L’intervista. Tommaso Bernabeo, il teatro e la complessità del male. Le riflessioni di un attore che ama Macbeth e scruta il buio tra le stelle

L’intervista. Tommaso Bernabeo, il teatro e la complessità del male. Le riflessioni di un attore che ama Macbeth e scruta il buio tra le stelle

Cosa ti ha portato ad essere un attore e quando hai deciso di intraprendere la carriera artistica?

Ho iniziato all’oratorio dei salesiani quando avevo 8 anni. Un po’ tutti hanno iniziato da lì. Poi con la scuola, dove ho fatto spettacoli e teatro amatoriale alle superiori. Ho intrapreso gli studi universitari a Parma dove ho seguito Marketing, fino a che ho radicalmente cambiato totalmente stile di vita: ho fatto il provino al Marrucino. Sono stato preso e da quel momento ho iniziato a lavorare nel ramo artistico come attore professionista dal 2005. Da quel momento ho collaborato con più compagnie, personaggi dello spettacolo e registi. E soprattutto ho lavorato con più colleghi: credo profondamente che chi intraprenda la carriera di attore non possa basarsi su un solo stile ma debba ricercare la più eclettica versatilità.

Cosa mi ha portato a fare questo?

Bella domanda. Sono arrivato alla conclusione che non potevo fare altro: fondamentalmente credo di avere una vena di follia. riesco a vivere in scena utilizzando delle parti di me a cui non posso dare vita nel mondo reale. Per me non c’è altro lavoro in grado di far uscire tutte le sfaccettature della mia persona, che animo costruendo i vari personaggi.

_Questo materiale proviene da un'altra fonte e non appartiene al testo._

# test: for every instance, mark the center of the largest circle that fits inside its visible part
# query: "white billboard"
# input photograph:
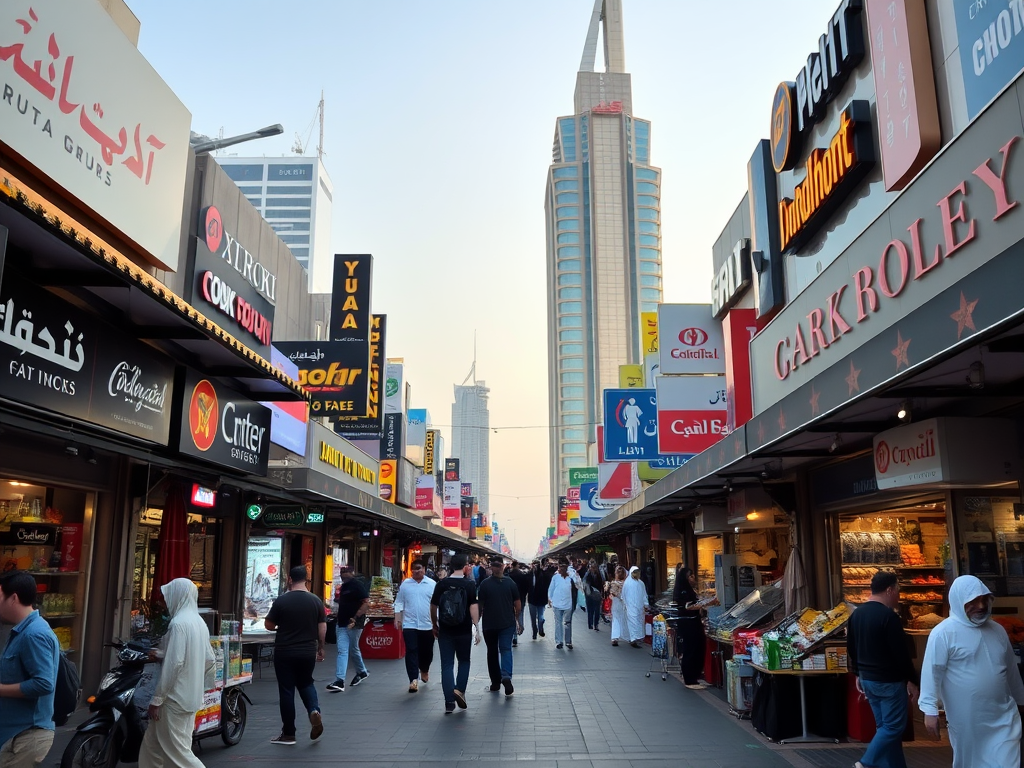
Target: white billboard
(690, 340)
(87, 110)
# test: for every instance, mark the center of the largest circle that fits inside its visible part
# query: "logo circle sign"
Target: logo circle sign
(692, 337)
(203, 412)
(882, 457)
(213, 228)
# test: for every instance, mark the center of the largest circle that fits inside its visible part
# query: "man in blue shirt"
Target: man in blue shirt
(28, 676)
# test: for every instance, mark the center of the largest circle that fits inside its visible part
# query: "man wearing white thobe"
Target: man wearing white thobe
(186, 671)
(970, 668)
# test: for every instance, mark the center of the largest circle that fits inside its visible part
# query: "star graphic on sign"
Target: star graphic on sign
(815, 409)
(852, 379)
(900, 351)
(964, 315)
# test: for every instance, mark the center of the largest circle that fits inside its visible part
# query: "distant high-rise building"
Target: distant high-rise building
(471, 439)
(295, 196)
(602, 206)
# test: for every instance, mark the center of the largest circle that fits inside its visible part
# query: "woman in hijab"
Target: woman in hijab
(635, 597)
(614, 590)
(690, 633)
(186, 671)
(970, 668)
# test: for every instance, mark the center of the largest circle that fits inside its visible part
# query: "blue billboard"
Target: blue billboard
(630, 425)
(991, 45)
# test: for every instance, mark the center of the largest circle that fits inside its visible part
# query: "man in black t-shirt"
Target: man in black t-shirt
(300, 621)
(455, 640)
(353, 600)
(500, 610)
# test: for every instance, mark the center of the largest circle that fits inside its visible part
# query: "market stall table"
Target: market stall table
(806, 736)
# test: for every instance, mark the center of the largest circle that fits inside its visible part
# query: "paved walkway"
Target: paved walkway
(589, 708)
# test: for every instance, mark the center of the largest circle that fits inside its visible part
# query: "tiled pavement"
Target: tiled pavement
(589, 708)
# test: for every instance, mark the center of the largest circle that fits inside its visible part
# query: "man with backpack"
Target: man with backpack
(28, 676)
(456, 617)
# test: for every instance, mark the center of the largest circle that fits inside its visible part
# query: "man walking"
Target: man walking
(353, 600)
(455, 615)
(970, 668)
(880, 658)
(537, 597)
(560, 599)
(522, 582)
(300, 621)
(500, 608)
(28, 675)
(412, 617)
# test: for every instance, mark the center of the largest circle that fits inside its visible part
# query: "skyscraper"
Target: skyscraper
(471, 438)
(602, 209)
(295, 196)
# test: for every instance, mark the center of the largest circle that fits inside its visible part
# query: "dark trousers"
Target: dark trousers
(419, 651)
(691, 638)
(295, 672)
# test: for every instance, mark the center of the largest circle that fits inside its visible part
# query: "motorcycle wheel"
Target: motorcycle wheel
(91, 750)
(232, 714)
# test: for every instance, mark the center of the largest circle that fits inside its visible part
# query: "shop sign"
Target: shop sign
(732, 280)
(333, 372)
(690, 340)
(370, 426)
(828, 175)
(350, 298)
(798, 107)
(229, 282)
(84, 107)
(991, 47)
(54, 356)
(221, 426)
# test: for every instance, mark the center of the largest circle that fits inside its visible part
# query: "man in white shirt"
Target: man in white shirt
(412, 615)
(560, 599)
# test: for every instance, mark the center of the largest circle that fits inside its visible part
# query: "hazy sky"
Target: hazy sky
(439, 124)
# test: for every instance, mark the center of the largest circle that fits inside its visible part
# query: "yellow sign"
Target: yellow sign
(631, 377)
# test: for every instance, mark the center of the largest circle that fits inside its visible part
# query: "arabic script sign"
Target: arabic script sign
(81, 103)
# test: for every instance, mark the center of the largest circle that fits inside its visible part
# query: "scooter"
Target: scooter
(114, 733)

È mai accaduto anche l’opposto, ovvero che alcuni personaggi che hai interpretato abbiano caratterizzato la quotidianità?

Sempre. Ci sono molti personaggi che mi hanno lasciato qualcosa che poi continuo a vivere come persona. In questo modo si diventa una sorta di camaleonte sempre in evoluzione, ogni personaggio che faccio mi fa scoprire un lato di me rendendo la mia evoluzione personale virtualmente infinita. Ovviamente non cambio drasticamente, piuttosto attingo al personaggio per superare dei limiti o prenderne delle caratteristiche da utilizzare nella vita. Tutti i personaggi che ho interpretato mi hanno lasciato sempre qualcosa, da quelli positivi a quelli negativi: gli esseri umani non sono fatti solo di bene. C’è un equilibrio tra il negativo e il positivo. Ogni personaggio che ho interpretato, mi ha lasciato qualcosa. Spero di non interpretare qualche maniaco omicida.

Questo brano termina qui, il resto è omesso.